Replicability in High Dimensional Statistics
- URL: http://arxiv.org/abs/2406.02628v1
- Date: Tue, 4 Jun 2024 00:06:42 GMT
- Title: Replicability in High Dimensional Statistics
- Authors: Max Hopkins, Russell Impagliazzo, Daniel Kane, Sihan Liu, Christopher Ye,
- Abstract summary: We study the computational and statistical cost of replicability for several fundamental high dimensional statistical tasks.
Our main contribution establishes a computational and statistical equivalence between optimal replicable algorithms and high dimensional isoperimetrics.
- Score: 18.543059748500358
- License: http://arxiv.org/licenses/nonexclusive-distrib/1.0/
- Abstract: The replicability crisis is a major issue across nearly all areas of empirical science, calling for the formal study of replicability in statistics. Motivated in this context, [Impagliazzo, Lei, Pitassi, and Sorrell STOC 2022] introduced the notion of replicable learning algorithms, and gave basic procedures for $1$-dimensional tasks including statistical queries. In this work, we study the computational and statistical cost of replicability for several fundamental high dimensional statistical tasks, including multi-hypothesis testing and mean estimation. Our main contribution establishes a computational and statistical equivalence between optimal replicable algorithms and high dimensional isoperimetric tilings. As a consequence, we obtain matching sample complexity upper and lower bounds for replicable mean estimation of distributions with bounded covariance, resolving an open problem of [Bun, Gaboardi, Hopkins, Impagliazzo, Lei, Pitassi, Sivakumar, and Sorrell, STOC2023] and for the $N$-Coin Problem, resolving a problem of [Karbasi, Velegkas, Yang, and Zhou, NeurIPS2023] up to log factors.
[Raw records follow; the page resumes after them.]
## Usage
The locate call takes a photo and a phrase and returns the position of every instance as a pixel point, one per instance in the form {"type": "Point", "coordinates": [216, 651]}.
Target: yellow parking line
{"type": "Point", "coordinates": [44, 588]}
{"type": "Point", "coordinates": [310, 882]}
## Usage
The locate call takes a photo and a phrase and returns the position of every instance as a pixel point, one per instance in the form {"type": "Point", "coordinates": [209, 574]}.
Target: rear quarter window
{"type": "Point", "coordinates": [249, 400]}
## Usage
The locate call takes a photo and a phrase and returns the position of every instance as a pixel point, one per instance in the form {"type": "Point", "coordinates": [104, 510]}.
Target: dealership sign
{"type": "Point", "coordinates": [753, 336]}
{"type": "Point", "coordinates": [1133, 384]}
While our equivalence is computational, allowing us to shave log factors in sample complexity from the best known efficient algorithms, efficient isoperimetric tilings are not known. To circumvent this, we introduce several relaxed paradigms that do allow for sample and computationally efficient algorithms, including allowing pre-processing, adaptivity, and approximate replicability. In these cases we give efficient algorithms matching or beating the best known sample complexity for mean estimation and the coin problem, including a generic procedure that reduces the standard quadratic overhead of replicability to linear in expectation.